Apr/074
HP ProCurve: Network Loop Detection
Today in the morning – worst case I can expect when updating some switches firmware, but read yourself:
Updated 4 client switches (ProCurve 2848) firmware. Everything worked fine before and after the update. Just 1 hour after the update, Nagios reported first servers as down, some went up and down again. Then my Outlook and Firefox began with flapping state, some other colleagues reported problems too. Firmware update and 1 hour ago problems in LAN? => Firmware was on primary image at the switches, tried to restore firmware from secondary image. SSH sessions terminated and terminated again, went to server room. Looked at the switches => Status lights blinked like disco. Heavy traffic? NoNo… Connected Notebook to Serial Port, watched at the logs => “Excessive Broadcasts”. Although restored the firmware version, booted the switches, problems occured furthermore. Disconnected all uplinks from backbone switches and connected one by one. One switch was at high load without uplink, had a look at the logs, 2 ports Excessive Broadcasting => LOOP! Damn bad situation, firmware update and some minutes ago a loop in the network. It was the first time this happened.
Now I’m looking for a solution to get this broadcast problems reported or get this ports automaticaly disabled by the switches. Quickly searched the net, found some options:
fault-finder bad-driver sensitivity high
fault-finder bad-transceiver sensitivity high
fault-finder bad-cable sensitivity high
fault-finder too-long-cable sensitivity high
fault-finder over-bandwidth sensitivity high
fault-finder broadcast-storm sensitivity high
fault-finder loss-of-link sensitivity high
fault-finder duplex-mismatch-HDx sensitivity high
fault-finder duplex-mismatch-FDx sensitivity high
Default they all are (and were in my case) set to “medium”.
Seems the options only set the sensitivity level of detecting and logging the problems.
Then I spoted something much more interesting in the documentation of some other (newer) HP switches: loop-protect:
Usage: [no] loop-protect <…> [[ethernet] PORT-LIST [receiver-action <send-disable|no-disable>]| [transmit-interval <1-10>]| [disable-period <0-604800>]| [trap <loop-detected>] Description: Configure Loop protection on the switch. Parameters:
- ethernet PORT-LIST Port(s) to configure loop protection on. By default loop protection is disabled on a port
- receiver-action Sets the loop detected action per port. When a loop is detected the port that received the loop protection packet determines the action taken. If send-disable is selected the port that transmitted the packet will be disabled. If no-disable is selected, the port will not be disabled. The default action is ‘send-disable’.

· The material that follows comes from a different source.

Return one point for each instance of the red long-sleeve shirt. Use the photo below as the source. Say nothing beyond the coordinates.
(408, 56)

- trap <loop-detected> Configure Loop protection traps. The following traps are generated by Loop protection – ‘loop-detected’ signifies that a loop was detected on a port.

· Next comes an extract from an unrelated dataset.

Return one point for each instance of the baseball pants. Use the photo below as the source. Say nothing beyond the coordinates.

- disable-timer <0-604800> (default:0) Sets the time in seconds to disable a port for when a loop has been detected. A value of 0 disables the auto reenable functionality. By default the timer is disabled.

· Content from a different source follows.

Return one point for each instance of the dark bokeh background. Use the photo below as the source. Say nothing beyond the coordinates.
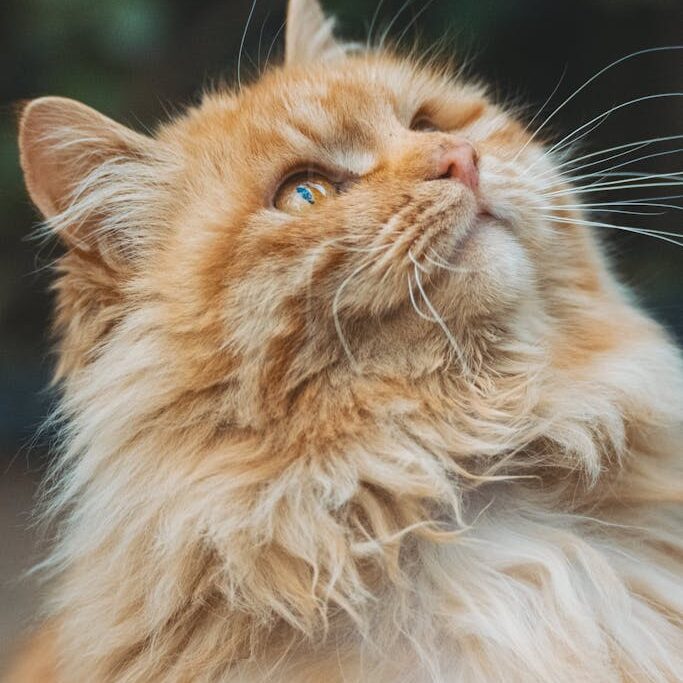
(138, 60)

- transmit-interval <1-10> (default:5) Time in seconds between transmission of loop protection packets.
Here some interesting Links:
- HP Forums: Excessive Broadcast Problem with Procurve 2626
- HP Forums: switch loops
- 5300xl Release Notes (Page 47)
- 6200,5400,3500 CLI Reference Guide
Have to watch some additionaly documentations for this feature – I still have some questions:
- Do the switches only detect loops on themselfes or loops with ports on other switches too?
- Is this feature new? It is tested enough to give it a try in a productive network?
- Are there known issues?
I’ll watch for this feature at the ProCurve 2848 tomorrow. Hope it is there (Maybe not in the old but in the new firmware?), this option looks really nice. Sending traps would be nice, so i could send them to Nagios, check the switches for that traps to alert the admins when some traps like them occur.




























08:36 on April 21st, 2008
how to verify whether our loop-protection is working correctly or not in the 5400 switches..?
12:00 on April 21st, 2008
I think the best way to verify is to manualy produce a loop. If your loop protection is properly configured you can do this in a productive envoirnment.
I tested the loop protection by watching the logfile while plugging both ends of a cable in the same switch. The loop should be detected/logged within less than 5 seconds (transmit-interval).
Beware: If the loop is not detectet, unplug the cable fast to not get your switch out of service..
16:21 on August 19th, 2008
We are using loop-protect and it works fine.